Une vieille barrière sépare les deux jardins. Le bois menace de se briser à chaque coup de vent, rongé par la pluie. Du côté gauche, l'herbe verte abonde, finement taillée à hauteur régulière. Bien que l'allée de pavés se révèle étroite, l'espace est soigneusement entretenu. Du côté droit, des parcelles de pelouse sont brulées par les vifs rayons du soleil. Des enveloppes glissent en-dehors de la boîte aux lettres pleine à craquer. Autour de la porte d'entrée, des sacs poubelles sont délaissés.

Charlie se demande comment son voisin peut laisser un tel désordre. Le jardin, c'est la première chose que les personnes voient. C'est aussi la première impression donnée sur le propriétaire de la maison. Jamais elle ne pourrait vivre dans un environnement similaire au sien. La jeune femme ne se qualifie pas particulièrement de maniaque. Méticuleuse serait le mot approprié.

Diego Traian, a-t-elle lu sur sa boîte aux lettres. Jamais son voisin se n'est présenté. Et ce n'est pas comme s'ils se croisaient tous les jours. Comme à ce moment.
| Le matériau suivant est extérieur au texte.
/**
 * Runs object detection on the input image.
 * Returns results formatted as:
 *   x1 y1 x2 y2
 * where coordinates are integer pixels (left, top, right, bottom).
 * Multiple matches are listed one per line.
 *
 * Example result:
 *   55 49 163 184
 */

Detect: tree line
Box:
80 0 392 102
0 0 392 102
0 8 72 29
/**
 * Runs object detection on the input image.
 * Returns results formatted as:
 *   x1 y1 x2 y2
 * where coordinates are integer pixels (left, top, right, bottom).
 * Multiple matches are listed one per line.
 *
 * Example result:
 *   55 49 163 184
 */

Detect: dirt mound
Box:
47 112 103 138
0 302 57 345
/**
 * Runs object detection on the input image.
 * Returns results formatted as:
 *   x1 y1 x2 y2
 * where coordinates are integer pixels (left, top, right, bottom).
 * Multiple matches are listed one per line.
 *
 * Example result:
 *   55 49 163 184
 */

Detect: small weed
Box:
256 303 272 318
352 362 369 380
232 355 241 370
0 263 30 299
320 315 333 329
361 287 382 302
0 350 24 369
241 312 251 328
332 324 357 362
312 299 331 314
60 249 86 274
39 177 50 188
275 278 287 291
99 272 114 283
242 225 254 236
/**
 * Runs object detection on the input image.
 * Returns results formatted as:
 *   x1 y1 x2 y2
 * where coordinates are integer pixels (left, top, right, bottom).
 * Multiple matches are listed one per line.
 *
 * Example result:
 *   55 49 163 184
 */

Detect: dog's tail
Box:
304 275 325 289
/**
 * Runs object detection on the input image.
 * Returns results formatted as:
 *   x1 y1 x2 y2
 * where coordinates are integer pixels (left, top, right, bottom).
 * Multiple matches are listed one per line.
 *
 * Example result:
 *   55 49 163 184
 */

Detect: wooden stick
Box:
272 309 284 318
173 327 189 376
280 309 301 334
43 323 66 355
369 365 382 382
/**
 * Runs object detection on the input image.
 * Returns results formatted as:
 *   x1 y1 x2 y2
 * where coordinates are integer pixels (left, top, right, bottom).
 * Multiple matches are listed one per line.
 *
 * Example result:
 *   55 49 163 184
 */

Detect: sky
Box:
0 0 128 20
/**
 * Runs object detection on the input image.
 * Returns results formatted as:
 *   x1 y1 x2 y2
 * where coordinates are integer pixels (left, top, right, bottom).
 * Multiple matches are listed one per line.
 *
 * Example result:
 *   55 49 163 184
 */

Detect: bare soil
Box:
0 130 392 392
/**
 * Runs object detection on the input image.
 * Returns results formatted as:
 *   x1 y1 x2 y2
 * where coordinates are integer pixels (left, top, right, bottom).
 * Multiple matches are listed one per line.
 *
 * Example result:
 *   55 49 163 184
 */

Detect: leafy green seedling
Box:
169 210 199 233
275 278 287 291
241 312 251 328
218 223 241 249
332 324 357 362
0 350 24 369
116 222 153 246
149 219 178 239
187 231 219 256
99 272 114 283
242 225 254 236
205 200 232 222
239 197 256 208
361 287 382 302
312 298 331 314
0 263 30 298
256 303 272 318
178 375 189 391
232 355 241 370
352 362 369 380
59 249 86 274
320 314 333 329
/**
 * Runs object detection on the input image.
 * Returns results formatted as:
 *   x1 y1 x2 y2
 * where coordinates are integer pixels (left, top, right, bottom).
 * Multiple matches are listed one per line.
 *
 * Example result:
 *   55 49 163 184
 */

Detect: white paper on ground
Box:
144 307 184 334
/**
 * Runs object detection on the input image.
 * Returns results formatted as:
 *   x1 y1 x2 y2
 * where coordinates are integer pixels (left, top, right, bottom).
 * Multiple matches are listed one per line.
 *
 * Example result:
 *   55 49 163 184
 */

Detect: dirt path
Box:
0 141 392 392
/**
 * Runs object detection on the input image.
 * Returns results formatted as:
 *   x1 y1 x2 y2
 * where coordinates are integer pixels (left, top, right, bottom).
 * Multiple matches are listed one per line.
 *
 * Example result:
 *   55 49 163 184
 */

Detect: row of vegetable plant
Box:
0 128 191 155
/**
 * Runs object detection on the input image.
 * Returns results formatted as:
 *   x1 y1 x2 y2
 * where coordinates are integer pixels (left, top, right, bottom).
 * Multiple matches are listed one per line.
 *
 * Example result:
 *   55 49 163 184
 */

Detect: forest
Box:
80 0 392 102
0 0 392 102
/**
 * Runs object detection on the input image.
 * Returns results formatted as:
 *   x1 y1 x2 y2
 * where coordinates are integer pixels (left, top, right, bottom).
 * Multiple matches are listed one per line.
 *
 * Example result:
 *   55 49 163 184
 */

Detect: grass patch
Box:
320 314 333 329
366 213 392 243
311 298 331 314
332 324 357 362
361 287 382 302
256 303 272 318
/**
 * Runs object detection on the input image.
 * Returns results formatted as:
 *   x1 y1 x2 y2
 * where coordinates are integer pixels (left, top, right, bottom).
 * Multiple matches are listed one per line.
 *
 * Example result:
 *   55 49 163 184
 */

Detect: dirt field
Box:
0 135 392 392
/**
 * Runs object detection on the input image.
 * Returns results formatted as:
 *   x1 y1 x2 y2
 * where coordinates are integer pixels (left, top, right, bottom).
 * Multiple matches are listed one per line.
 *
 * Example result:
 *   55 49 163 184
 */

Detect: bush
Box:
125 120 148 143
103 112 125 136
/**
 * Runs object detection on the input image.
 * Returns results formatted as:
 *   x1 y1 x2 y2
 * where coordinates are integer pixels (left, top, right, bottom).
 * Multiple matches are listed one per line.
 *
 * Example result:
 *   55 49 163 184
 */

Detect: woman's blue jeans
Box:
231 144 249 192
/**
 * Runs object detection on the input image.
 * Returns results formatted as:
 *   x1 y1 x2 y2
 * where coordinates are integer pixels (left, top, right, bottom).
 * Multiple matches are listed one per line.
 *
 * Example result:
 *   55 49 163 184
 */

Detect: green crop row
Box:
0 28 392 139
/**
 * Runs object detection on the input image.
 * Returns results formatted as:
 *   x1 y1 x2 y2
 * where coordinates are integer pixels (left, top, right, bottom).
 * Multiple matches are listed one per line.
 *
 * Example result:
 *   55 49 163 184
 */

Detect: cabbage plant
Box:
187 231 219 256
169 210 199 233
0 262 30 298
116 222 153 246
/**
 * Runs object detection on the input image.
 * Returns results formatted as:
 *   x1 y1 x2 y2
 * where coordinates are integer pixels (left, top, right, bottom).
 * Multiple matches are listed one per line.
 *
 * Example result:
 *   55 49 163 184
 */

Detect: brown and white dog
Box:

Tête baissée, le discret voisin se dirige à pas rapides vers sa modeste maison. Poliment, Charlie s'arrête au milieu de son allée, tournée vers la barrière qui les sépare. Elle hésite à lui faire signe de la main, mais son bras reste baissé.

Bonjour,
salue-t-elle.

Le jeune homme ne lui adresse aucun regard. Il se dirige jusqu'à sa porte d'entrée et s'engouffre chez lui, sans un mot.

Malpoli,
songe la blonde.

Charlie oublie néanmoins sa grossièreté. Elle ne peut pas lui en vouloir. D'après les commérages du quartier, son voisin vit une période compliquée.

Heureusement que la vie de son voisin suffit aux commères - c'est une chose qu'elle s'avoue avec honte. Elle ne supporterait pas être le sujet de ragots dans le quartier.

Charlie n'est pas du genre à ignorer le regard d'autrui. Elle se soucie chaque seconde de l'avis que les personnes portent sur elle. Au bureau. Dans la rue. Dans les magasins. Chez elle. Chaque regard sur elle la fait sentir forte ou faible selon les circonstances. Les inconnus. Ses collègues. Ses voisins. Sa famille.

Elle ne vit que pour les attentes qu'on a d'elle. Ses actions sont toujours le fruit de décisions mûrement réfléchies. Le droit à l'erreur n'existe pas à ses yeux. Tout doit toujours paraître parfait.

Et jamais ce sourire ne quitte ses lèvres. Même triste, les muscles de son visage se contractent pour esquisser un rictus. Charlie est toujours présente pour ses proches, mais elle ne dévoile aucun de ses tracas.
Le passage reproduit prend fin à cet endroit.